At the house, Autumn recognized Alfaro as a friend of her older sister, April Wallace, and let Alfaro in to use the bathroom. On her way through the house, Alfaro said, she grabbed a knife from a kitchen drawer, and after thinking about what to do for a few moments while in the bathroom, called to Autumn to help her clean her eyelash curlers. "That's when I did it," Alfaro told the investigators. "I stabbed her . . . 'cause she knew who I was."

The girl did not resist and made no sound when she was attacked, Alfaro said, and no one else participated in the stabbing.

Alfaro said the stolen goods from the house, including a portable television, a video recorder, clothes and Autumn's typewriter, were sold for about $250.

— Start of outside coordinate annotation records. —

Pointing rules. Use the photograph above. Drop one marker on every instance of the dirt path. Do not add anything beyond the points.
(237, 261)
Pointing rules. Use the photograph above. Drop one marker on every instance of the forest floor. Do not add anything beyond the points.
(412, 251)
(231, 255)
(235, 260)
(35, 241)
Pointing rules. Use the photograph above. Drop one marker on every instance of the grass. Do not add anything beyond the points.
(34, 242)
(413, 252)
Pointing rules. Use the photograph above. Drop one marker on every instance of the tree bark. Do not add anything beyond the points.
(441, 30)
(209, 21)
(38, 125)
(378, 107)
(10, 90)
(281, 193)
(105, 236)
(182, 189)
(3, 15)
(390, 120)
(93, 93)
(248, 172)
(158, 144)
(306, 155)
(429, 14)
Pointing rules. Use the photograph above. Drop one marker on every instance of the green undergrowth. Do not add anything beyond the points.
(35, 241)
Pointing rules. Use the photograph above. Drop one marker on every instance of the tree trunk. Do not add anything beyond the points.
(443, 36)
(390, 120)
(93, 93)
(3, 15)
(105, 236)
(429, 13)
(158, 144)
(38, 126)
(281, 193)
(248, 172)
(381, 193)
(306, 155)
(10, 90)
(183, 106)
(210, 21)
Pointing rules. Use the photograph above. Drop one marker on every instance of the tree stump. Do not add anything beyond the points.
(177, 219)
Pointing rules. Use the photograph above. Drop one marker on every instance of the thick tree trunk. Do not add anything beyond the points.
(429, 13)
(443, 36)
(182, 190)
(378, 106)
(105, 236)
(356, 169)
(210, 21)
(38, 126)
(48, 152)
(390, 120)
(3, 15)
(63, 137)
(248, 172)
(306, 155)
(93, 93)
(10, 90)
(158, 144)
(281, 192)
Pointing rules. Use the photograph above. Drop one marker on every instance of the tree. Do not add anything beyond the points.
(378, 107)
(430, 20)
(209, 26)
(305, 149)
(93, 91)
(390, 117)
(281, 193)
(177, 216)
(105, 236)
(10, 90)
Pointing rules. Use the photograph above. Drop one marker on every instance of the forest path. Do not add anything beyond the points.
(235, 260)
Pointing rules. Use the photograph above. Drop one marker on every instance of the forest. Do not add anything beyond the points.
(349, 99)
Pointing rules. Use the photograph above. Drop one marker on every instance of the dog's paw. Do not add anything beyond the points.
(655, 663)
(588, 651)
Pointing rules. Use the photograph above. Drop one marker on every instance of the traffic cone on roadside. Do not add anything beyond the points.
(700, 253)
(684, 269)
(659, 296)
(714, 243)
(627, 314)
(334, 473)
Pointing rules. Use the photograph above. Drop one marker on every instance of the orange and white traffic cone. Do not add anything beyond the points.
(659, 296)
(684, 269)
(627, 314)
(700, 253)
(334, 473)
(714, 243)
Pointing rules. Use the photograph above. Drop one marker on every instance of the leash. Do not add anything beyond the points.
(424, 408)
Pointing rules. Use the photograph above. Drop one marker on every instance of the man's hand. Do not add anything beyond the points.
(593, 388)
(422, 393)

The prosecution also introduced 109 items of physical evidence, including Alfaro's fingerprint taken from the house, her footprint in blood on the floor of the bathroom, and her blood-stained shoes.

Autumn's mother, Linda Wallace, flanked by two surviving daughters, said the jurors "did a great job . . . and they made the right decision. I'm just glad it's half over with, and looking forward to the end of this. I want to see her get the death penalty. That's what she deserves for what she did. . . .

"If she gets life in prison, I'll accept that. . . . It's been a long two years, and it's a great relief to have it half over with."

Middleton said the verdict was "not unexpected, because the evidence is so overwhelming regarding the guilt."

Monroe called no witnesses in Alfaro's defense, but argued that the murder was committed by one of the two men who went with her to rob the home. "Rosie Alfaro may have stabbed little Autumn Wallace, but she did not kill her," Monroe told the jury.